Information on Alpha Centauri comes in all too slowly for Centauri Dreams, but astronomers at the Anglo-Australian Telescope and the European Southern Observatory’s Very Large Telescope in Chile have come to the rescue. They’ve teamed up to observe Centauri B, an orange K1 star slightly cooler and less massive than the Sun. In question was the rate at which the star’s surface is pulsating, which tells us about its temperature and internal composition.

The precision of these observations is remarkable. A moving stellar surface causes slight alterations in the wavelength of light it emits; the study of this Doppler shift supplies information. Centauri B’s surface moves about 300 meters an hour, surely a tiny figure to determine given the 4.3 light-year distance to the target, not to mention the encroaching light of Centauri A, the star’s close companion. And yet the sensitivity of the instruments in question was better than 1.5 cm/s, or less than 0.06 km per hour. It makes sense that both Paul Butler and Geoff Marcy, planet hunters extraordinaire, were on the team studying Centauri B. After all, planet hunters know all about tiny Doppler shifts.

The star is pulsating because gas in its outer layers is in violent enough motion to create low-frequency sound waves that bounce off inner layers of the star. Measuring the light from Centauri B once a minute for seven consecutive nights, the researchers made more than 5000 observations.

From an AAO news release:

A star’s surface can oscillate in many different patterns, or modes, simultaneously. The researchers were able to determine 37 modes of oscillation in alpha Centauri B. They also measured the mode lifetimes (how long the oscillations last), the frequencies of the modes, and their amplitudes (how far the surface of the star moves in and out).

Other stars, including our own Sun, are known to vibrate like Centauri B, but these observations are the most detailed ever made of such oscillations. From the data, we should learn much about Centauri B’s internal composition. The paper is Kjeldsen, Hans et al., “Solar-like Oscillations in α Centauri B” in the December 20 issue of the Astrophysical Journal. An abstract is available here.

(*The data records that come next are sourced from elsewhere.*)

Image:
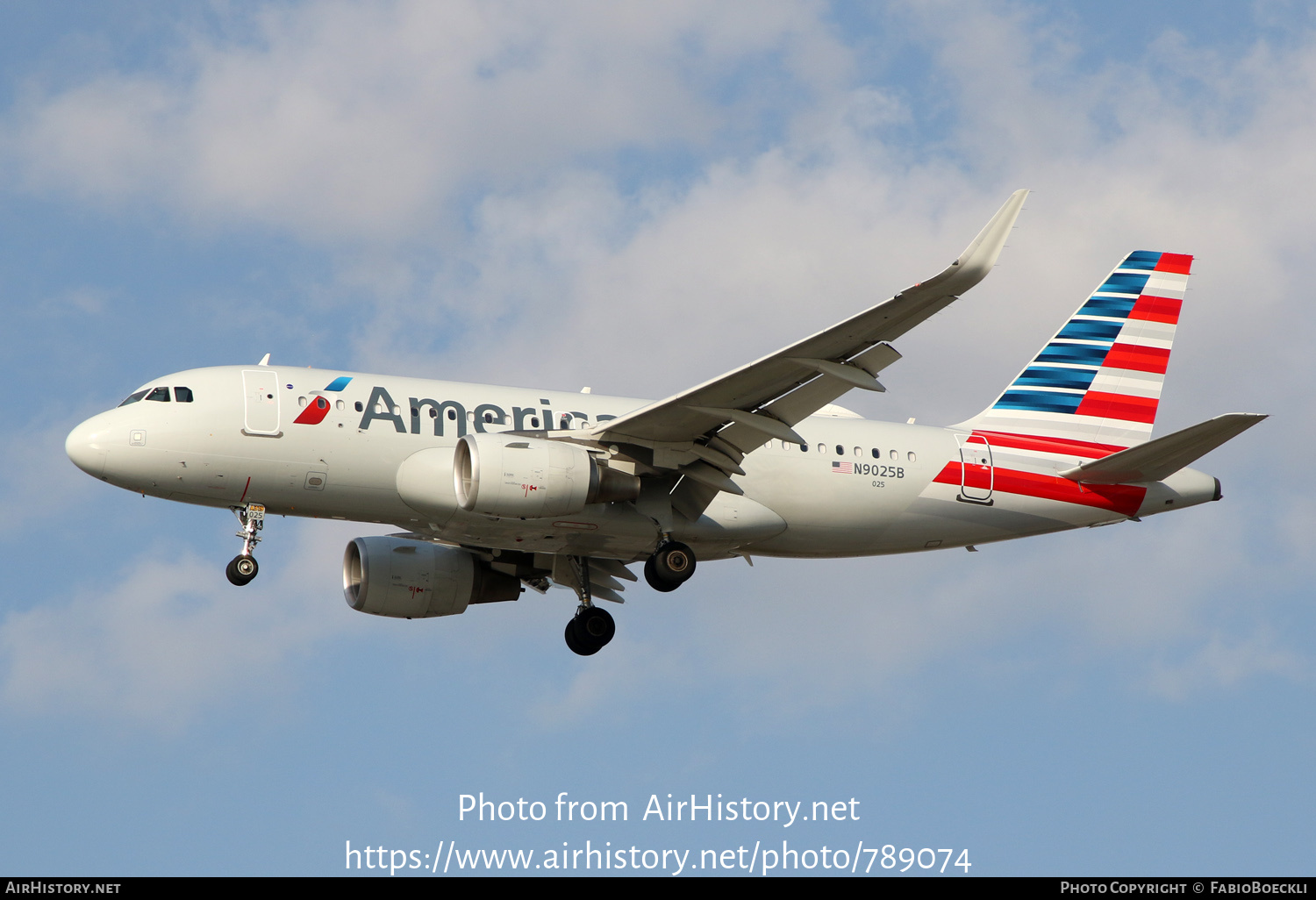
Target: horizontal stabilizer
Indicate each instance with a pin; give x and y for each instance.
(1157, 460)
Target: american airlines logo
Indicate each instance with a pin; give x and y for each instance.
(318, 405)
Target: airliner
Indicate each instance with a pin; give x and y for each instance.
(500, 489)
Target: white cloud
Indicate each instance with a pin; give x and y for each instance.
(171, 637)
(360, 120)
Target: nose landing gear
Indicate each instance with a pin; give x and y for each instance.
(590, 631)
(244, 568)
(591, 628)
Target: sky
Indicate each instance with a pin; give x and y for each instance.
(637, 197)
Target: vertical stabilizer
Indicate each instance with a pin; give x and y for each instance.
(1099, 379)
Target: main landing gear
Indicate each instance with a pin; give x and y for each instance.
(244, 568)
(670, 566)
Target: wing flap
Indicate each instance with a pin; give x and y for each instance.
(752, 387)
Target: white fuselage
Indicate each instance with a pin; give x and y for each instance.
(286, 439)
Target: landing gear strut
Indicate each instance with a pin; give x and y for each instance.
(244, 568)
(591, 628)
(670, 566)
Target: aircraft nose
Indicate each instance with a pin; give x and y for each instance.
(84, 450)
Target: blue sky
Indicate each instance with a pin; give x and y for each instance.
(637, 199)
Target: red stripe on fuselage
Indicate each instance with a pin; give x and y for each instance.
(1137, 358)
(1065, 446)
(1123, 499)
(1118, 405)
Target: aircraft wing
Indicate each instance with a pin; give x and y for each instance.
(762, 399)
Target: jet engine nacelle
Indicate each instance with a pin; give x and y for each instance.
(416, 579)
(520, 476)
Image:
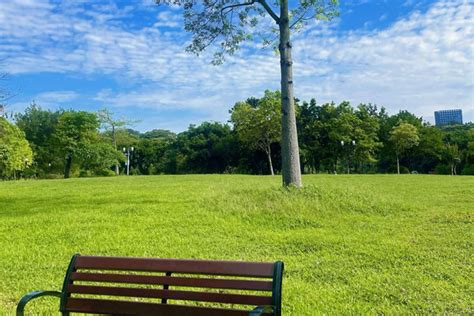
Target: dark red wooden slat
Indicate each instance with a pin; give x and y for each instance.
(171, 294)
(141, 308)
(234, 268)
(177, 281)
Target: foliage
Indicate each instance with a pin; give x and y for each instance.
(39, 127)
(351, 244)
(225, 24)
(259, 125)
(404, 137)
(15, 152)
(212, 147)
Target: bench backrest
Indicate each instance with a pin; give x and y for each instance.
(168, 286)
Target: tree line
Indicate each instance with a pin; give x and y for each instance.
(333, 138)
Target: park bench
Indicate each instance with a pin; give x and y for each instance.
(148, 286)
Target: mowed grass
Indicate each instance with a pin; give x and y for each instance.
(374, 244)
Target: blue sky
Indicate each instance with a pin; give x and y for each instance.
(129, 56)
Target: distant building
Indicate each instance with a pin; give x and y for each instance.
(448, 117)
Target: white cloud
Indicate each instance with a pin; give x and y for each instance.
(421, 63)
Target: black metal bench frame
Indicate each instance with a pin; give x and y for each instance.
(266, 305)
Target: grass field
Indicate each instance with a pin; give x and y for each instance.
(351, 244)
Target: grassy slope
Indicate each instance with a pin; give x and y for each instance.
(360, 244)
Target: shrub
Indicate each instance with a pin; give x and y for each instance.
(443, 169)
(468, 170)
(104, 173)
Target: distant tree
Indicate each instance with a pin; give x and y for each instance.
(5, 95)
(231, 22)
(15, 152)
(39, 126)
(404, 136)
(76, 130)
(207, 148)
(429, 152)
(111, 124)
(162, 134)
(260, 126)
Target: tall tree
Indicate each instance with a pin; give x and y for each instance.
(76, 130)
(231, 22)
(259, 126)
(404, 136)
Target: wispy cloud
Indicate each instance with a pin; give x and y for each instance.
(422, 62)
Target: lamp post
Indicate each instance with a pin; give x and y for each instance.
(127, 152)
(353, 143)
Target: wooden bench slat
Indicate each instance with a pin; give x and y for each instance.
(255, 285)
(233, 268)
(171, 294)
(141, 308)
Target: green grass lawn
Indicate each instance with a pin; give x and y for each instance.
(351, 244)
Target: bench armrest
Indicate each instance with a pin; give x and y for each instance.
(260, 310)
(31, 296)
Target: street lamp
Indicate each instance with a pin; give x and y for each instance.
(353, 143)
(127, 152)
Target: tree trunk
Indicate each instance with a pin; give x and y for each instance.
(398, 165)
(67, 167)
(291, 170)
(117, 170)
(269, 156)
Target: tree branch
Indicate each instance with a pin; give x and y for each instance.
(269, 10)
(238, 5)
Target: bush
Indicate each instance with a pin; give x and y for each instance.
(468, 170)
(105, 173)
(443, 169)
(84, 174)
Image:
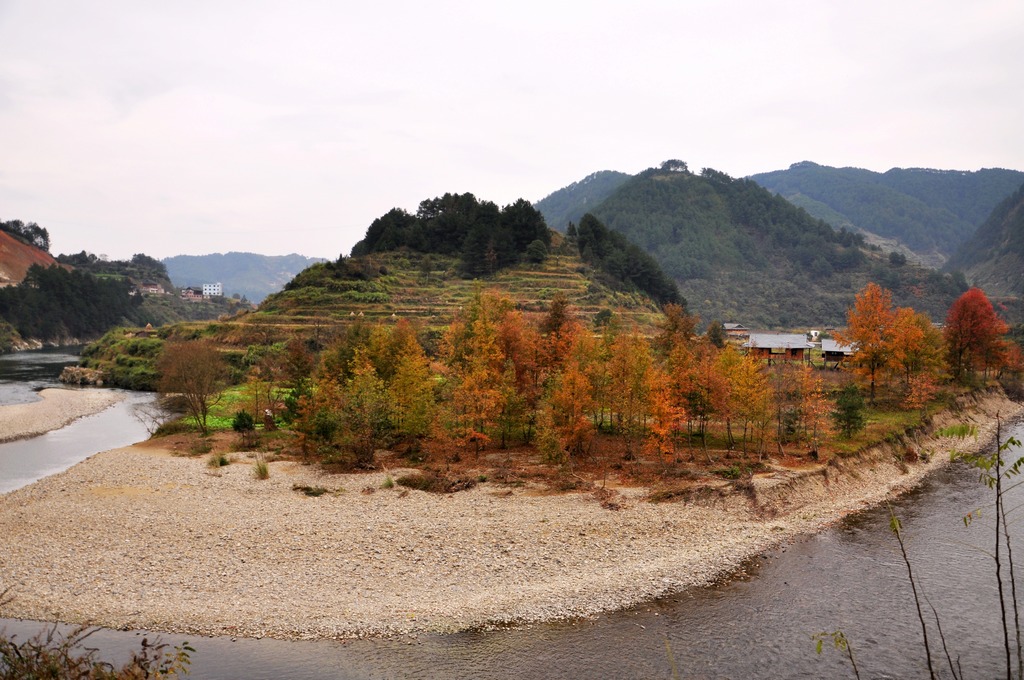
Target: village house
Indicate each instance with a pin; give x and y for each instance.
(834, 352)
(736, 330)
(777, 346)
(192, 294)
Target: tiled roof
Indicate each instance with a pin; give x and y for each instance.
(778, 341)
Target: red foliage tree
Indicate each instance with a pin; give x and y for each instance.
(973, 335)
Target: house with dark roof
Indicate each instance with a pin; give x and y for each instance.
(736, 330)
(777, 346)
(834, 352)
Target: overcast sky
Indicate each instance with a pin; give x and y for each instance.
(194, 127)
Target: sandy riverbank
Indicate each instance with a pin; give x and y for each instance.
(137, 538)
(56, 409)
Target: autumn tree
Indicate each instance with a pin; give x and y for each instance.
(411, 393)
(915, 346)
(973, 334)
(751, 396)
(367, 412)
(869, 329)
(815, 408)
(630, 370)
(849, 412)
(476, 370)
(666, 415)
(195, 371)
(570, 402)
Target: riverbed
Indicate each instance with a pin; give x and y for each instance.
(755, 623)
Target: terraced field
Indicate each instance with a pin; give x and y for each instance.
(427, 288)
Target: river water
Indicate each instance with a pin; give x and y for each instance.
(758, 624)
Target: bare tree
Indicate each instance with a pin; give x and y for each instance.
(195, 371)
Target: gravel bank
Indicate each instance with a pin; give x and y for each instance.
(56, 409)
(136, 538)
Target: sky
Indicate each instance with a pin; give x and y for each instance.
(205, 126)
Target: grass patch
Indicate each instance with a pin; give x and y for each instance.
(436, 482)
(200, 447)
(312, 492)
(176, 426)
(217, 461)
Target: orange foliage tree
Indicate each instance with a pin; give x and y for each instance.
(974, 335)
(869, 328)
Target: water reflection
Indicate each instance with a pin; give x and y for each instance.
(24, 374)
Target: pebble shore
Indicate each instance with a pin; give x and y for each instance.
(137, 538)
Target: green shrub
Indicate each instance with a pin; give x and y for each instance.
(217, 460)
(309, 491)
(52, 654)
(435, 482)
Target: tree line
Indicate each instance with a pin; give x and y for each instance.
(502, 378)
(486, 238)
(56, 304)
(28, 232)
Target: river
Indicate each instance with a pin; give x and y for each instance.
(758, 624)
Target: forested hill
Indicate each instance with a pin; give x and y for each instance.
(486, 240)
(251, 275)
(993, 257)
(570, 203)
(16, 256)
(741, 254)
(931, 212)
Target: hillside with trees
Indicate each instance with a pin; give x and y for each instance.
(247, 274)
(16, 256)
(993, 257)
(57, 305)
(569, 204)
(741, 254)
(928, 212)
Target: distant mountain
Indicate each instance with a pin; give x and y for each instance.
(742, 254)
(570, 203)
(248, 274)
(993, 257)
(926, 213)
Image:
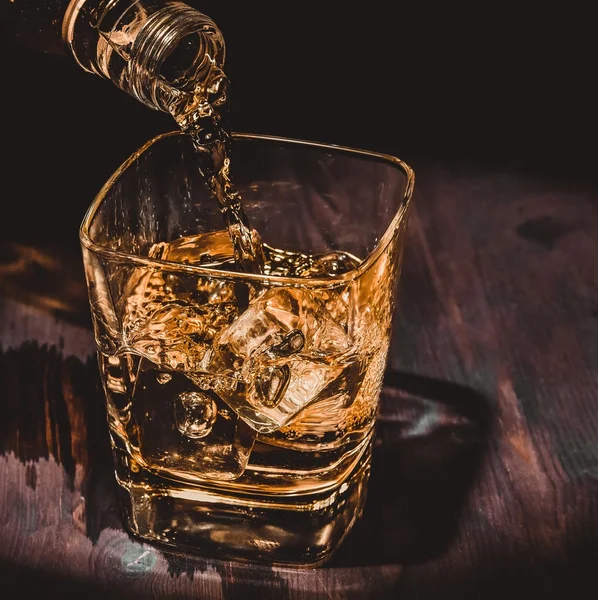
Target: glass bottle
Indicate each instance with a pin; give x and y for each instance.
(162, 53)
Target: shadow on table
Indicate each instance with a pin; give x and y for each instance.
(431, 438)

Centauri Dreams‘ take: It’s extraordinary to consider that we are finding ways to study the internal dynamics of stars, learning about regions within them that are completely hidden from view. Our Sun’s pulsations occur about every five minutes and are apparently caused by the same phenomenon being studied on Centauri B. People talk about stars ‘ringing’ because sound waves become trapped in an internal region that can act like the cavity of a musical instrument. The waves are actually variations in pressure that move through the gases within the star, where temperature and density change drastically between the surface and the stellar core. Studying these ‘peals’ of sound should make our nearest neighbors just a little less mysterious.